太刀 助包造(古備前)
(すけかねつくる)
Tachi:Sukekane
古刀・備前 鎌倉初期 拵え付き
特別保存刀剣鑑定書付き
探山先生鞘書き有り

刃長:73.0(二尺四寸一分弱) 反り:2.1 元幅:2.68
先幅:1.61 元重ね:0.60 先重ね:0.39 穴3
鎬造り、鎬尋常庵棟低い、小切っ先。 鍛え、小板目に流れ心の肌を交えて総体的に良く詰み、地斑状の映り立ち、地沸厚く付き、地景入り、地鉄精良。 刃文、小丁子、小乱れ、小互の目を交え、刃縁小沸良く付いて匂い深く、所々やや潤み心となり、刃中小足、葉入り、金筋、砂流し掛かる。 帽子、直調で先掃き掛け僅かに返る。 茎ほぼ生ぶ、先切り、鑢浅い勝手下がり。 銀に金着せ二重ハバキ。 時代研磨。 白鞘入り。
謙信拵え(全長108 柄長27 江戸後期 鞘 黒の呂塗 返り角あり 小柄笄、素銅石目地、赤銅の据紋、真田六文銭家紋図 下げ緒、茶 柄 黒塗り鮫に深緑細裏革柄巻き 縁、素銅 頭角 目貫、赤銅容彫色絵、梅枝図)付き
【コメント】
古備前とは、平安末期から鎌倉初期頃に掛けて備前の地に興った刀工群及びその作刀の総称で、鎌倉中期頃までその活躍が見られます。三条宗近と同時代とされる友成、最も現存作の多い正恒を始め、信房、助包、恒光、真恒、吉包、利恒、『備前三平』と呼ばれる高平、包平、助平などがその代表工に挙げられます。
同派の一般的な作風は、直刃か浅い湾れを基調とした焼き刃で、刃中小乱れ、小丁子、互の目を交えて、刃沸良く付き、刃中金筋、砂流し掛かる出来が大半で、華やかに乱れるものはほとんど見られません。
本作は、大変稀少な古備前助包の在銘太刀、一番下が生ぶ穴、茎尻を僅かに摘まんだ程度で、ほぼ生ぶです。
寸法二尺四寸一分弱、小切っ先で腰反り深く踏ん張りのある優美なスタイルは、鎌倉初期を下らない太刀姿を示しており、パッと見て、まずこの姿に心奪われます。
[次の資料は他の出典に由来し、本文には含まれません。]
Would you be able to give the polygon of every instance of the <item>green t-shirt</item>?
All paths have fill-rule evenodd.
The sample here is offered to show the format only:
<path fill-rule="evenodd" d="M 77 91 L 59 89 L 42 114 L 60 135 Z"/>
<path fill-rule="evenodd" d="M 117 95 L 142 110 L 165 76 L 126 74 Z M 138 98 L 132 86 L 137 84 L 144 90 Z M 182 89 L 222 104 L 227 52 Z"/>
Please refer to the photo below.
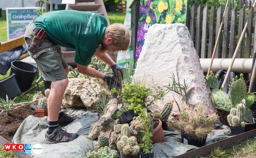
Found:
<path fill-rule="evenodd" d="M 91 63 L 108 25 L 102 15 L 72 10 L 48 12 L 38 17 L 34 23 L 54 42 L 75 49 L 75 61 L 83 65 Z"/>

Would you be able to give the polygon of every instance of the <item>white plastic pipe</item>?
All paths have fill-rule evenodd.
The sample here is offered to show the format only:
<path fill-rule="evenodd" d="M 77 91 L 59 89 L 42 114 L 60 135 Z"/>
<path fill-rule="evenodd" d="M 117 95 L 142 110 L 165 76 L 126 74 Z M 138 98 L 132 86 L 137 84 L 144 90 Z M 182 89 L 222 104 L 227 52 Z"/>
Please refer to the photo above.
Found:
<path fill-rule="evenodd" d="M 200 63 L 204 72 L 207 72 L 211 63 L 211 59 L 200 58 Z M 251 71 L 252 58 L 237 58 L 234 59 L 231 71 L 236 72 L 250 73 Z M 232 58 L 213 59 L 211 71 L 215 72 L 219 70 L 227 70 L 232 60 Z"/>

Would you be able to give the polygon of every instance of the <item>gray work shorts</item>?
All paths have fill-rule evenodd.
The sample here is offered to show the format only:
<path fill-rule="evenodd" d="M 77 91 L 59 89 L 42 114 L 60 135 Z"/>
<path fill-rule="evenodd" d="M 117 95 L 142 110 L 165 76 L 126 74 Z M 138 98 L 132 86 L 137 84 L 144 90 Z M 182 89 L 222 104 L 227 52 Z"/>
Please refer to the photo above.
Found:
<path fill-rule="evenodd" d="M 33 22 L 26 28 L 24 39 L 27 48 L 36 33 L 36 28 Z M 55 81 L 67 78 L 65 69 L 68 65 L 61 53 L 60 46 L 47 37 L 36 51 L 33 53 L 28 52 L 38 65 L 44 80 Z"/>

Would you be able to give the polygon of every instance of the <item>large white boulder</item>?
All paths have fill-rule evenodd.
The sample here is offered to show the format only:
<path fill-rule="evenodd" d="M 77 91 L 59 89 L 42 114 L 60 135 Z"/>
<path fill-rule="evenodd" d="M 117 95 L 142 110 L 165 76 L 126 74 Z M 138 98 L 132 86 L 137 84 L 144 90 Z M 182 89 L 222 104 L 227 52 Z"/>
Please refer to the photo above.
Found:
<path fill-rule="evenodd" d="M 205 83 L 199 57 L 188 28 L 181 23 L 155 24 L 147 33 L 134 79 L 145 81 L 148 87 L 156 84 L 166 86 L 172 83 L 172 74 L 177 79 L 177 73 L 181 84 L 183 84 L 184 80 L 187 86 L 189 104 L 201 103 L 206 113 L 215 112 L 211 90 Z M 180 107 L 186 106 L 180 95 L 170 91 L 163 100 L 152 105 L 153 110 L 160 110 L 166 102 L 174 98 Z M 171 114 L 178 113 L 175 102 Z"/>

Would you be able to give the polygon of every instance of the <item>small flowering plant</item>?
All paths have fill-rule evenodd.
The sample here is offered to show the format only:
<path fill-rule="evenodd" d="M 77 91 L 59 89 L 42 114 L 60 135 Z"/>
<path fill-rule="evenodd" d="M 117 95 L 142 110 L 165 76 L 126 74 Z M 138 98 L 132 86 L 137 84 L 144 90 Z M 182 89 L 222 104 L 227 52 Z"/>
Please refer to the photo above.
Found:
<path fill-rule="evenodd" d="M 187 0 L 140 1 L 135 58 L 139 58 L 148 28 L 154 23 L 186 22 Z"/>

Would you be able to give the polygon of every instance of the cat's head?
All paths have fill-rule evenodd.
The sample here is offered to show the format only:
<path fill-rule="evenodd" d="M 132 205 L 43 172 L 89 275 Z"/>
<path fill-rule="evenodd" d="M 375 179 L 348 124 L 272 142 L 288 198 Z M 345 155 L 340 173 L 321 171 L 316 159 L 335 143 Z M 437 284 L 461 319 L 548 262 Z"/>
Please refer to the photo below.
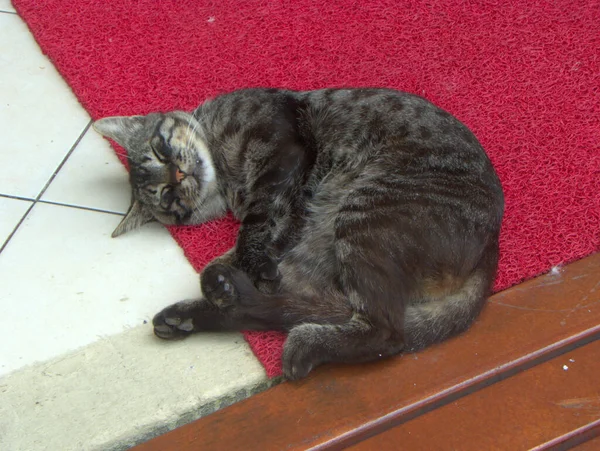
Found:
<path fill-rule="evenodd" d="M 225 212 L 202 128 L 191 114 L 107 117 L 93 127 L 127 150 L 132 202 L 113 237 L 151 221 L 200 224 Z"/>

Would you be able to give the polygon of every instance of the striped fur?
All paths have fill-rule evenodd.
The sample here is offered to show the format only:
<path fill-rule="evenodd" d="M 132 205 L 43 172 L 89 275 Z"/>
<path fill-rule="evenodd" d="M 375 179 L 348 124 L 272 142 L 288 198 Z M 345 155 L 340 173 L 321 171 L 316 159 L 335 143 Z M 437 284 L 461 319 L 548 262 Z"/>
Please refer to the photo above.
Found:
<path fill-rule="evenodd" d="M 387 89 L 246 89 L 193 113 L 106 118 L 128 151 L 133 202 L 119 235 L 231 210 L 234 249 L 202 297 L 155 333 L 289 331 L 290 379 L 324 362 L 421 349 L 464 331 L 498 261 L 502 188 L 473 134 Z"/>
前述のように、助包は同派の代表工、また同工の銘は、大振りなものから小振りなものまで幾通りか現存しており、本作は、第一目釘の左、棟寄りに小振りの三字銘が残されています。
小板目に流れ心の肌を交えて総体的に良く詰んだ精良な地鉄は、地斑状の映り立ち、小丁子、小乱れ、小互の目交じりの刃は、刃縁所々やや潤み心となり、刃中小足、葉入り、金筋、砂流しが掛かっています。
探山先生鞘書きには、『本作は、やや鮮明さを欠くが、助包造と判読され、生茎の状を残し、最も下が生ぶ穴。古典的な太刀姿を呈し、地刃共に古雅な趣を醸成する優品也。』とあります。
古備前鍛冶の代表工による、鎌倉初期を下らぬ在銘太刀、時代の謙信拵え付き、とにかく姿が良く、古調で深みのある焼き刃は大変見応えがあります。